Résumé par Doctrine IA

La Cour d'Appel de Versailles a partiellement infirmé le jugement du Conseil de Prud'hommes de Nanterre qui avait débouté M. H X de toutes ses demandes suite à la fin de sa mission chez l'association Atlas et son licenciement par la SAS Experis France, anciennement Proservia. M. X avait invoqué le prêt de main-d'œuvre illicite, le marchandage, l'absence de fourniture de travail, et avait demandé la résiliation judiciaire de son contrat de travail ainsi que des indemnités pour licenciement sans cause réelle et sérieuse.
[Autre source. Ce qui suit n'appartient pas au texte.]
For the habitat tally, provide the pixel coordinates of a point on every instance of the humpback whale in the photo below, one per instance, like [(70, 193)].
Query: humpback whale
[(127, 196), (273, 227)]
La Cour a rejeté les accusations de prêt de main-d'œuvre illicite et de marchandage, confirmant l'absence de preuve d'un préjudice subi par M. X ou d'éléments démontrant l'élusion de la loi. Concernant la demande de résiliation judiciaire, la Cour a jugé que les manquements de l'employeur n'étaient pas d'une gravité suffisante pour justifier une telle mesure. Toutefois, la Cour a infirmé le jugement concernant le licenciement pour faute grave, le requalifiant en licenciement pour cause réelle et sérieuse, et a condamné la SAS Experis France à verser à M. X des indemnités de rupture. La Cour a également ordonné la capitalisation des intérêts dus pour une année entière et la remise de documents de travail conformes à la décision, sans astreinte. Enfin, la Cour a condamné la SAS Experis France aux dépens et à payer à M. X une indemnité au titre des frais irrépétibles, tandis que M. X a été condamné à payer à l'association Atlas une somme moindre au même titre.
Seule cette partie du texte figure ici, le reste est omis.